Community Health Systems Inc., one of the country's largest hospital groups, revealed that it was the victim of a major patient data breach following a cyber attack from China. While no health data was stolen, the personal information of approximately 4.5 million patients – including Social Security numbers – was obtained by the hacker group. Last month, the Secure ID Coalition alerted the public to the dangers of lax heath data standards.

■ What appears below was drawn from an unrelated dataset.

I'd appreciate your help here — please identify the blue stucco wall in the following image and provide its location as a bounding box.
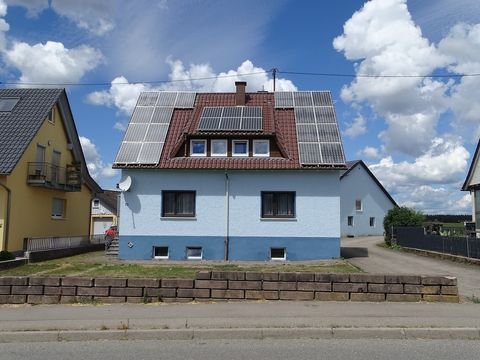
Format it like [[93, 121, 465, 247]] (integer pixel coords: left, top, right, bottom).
[[340, 164, 394, 236], [119, 170, 340, 260]]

The healthcare industry severely lags behind other industries when it comes to cybersecurity and securing consumers personal information. The situation is so dire that last April it prompted the FBI to issue a special warning to health care systems and medical device manufacturers. The warning cites the "mandatory transition from paper to electronic health records (EHR), lax cybersecurity standards, and a higher financial payout for medical records in the black market" as the primary reasons for increased cyber intrusions. Last May, the Justice Department indicted five Chinese nationals it accused of coordinating cyberattacks against the United States. However, attacks originating in China have not shown any sign of decreasing since the indictment.

At the end of the day, any successful attempt to boost health data security will require input from providers, government agencies, and the general public. Without meaningful incentives from regulators and patients, providers will continue to forgo an active approach on the issue, mainly because investments in improved security generally fail to yield tangible financial benefits over the short term. For example, as College of Healthcare Information Management Executives President Russell Branzell noted, "You care not going to get a big return on investment from being more secure. Security systems cost millions, and many hospital systems are financially strapped." And all of this comes at a time when the Administration and regulators are pressuring health systems to lower costs for patients, especially on the new Affordable Care Act exchanges.

Provider sentiments are neatly summarized in a statement by Easton Hospital, a Community Health center located in Pennsylvania: "It is up to the federal government to create a national cyberdefense that can prevent this type of criminal invasion from happening in the future." While Congress has been unable to get much of anything done lately, progress is easier to come by on the regulatory front. It was for this reason that the Secure ID Coalition has filed several rounds of comments with the Department of Health and Human Services. Our most recent comments, submitted last year, advised the National Coordinator for Health Information Technology to precondition provider's receipt of IT funds distributed under Electronic Health Record Incentive Programs on the adoption of more secure identity authentication systems. While HHS failed to heed our warning, regulators and patients should continue to pressure providers to adopt more sophisticated authentication policies and technologies.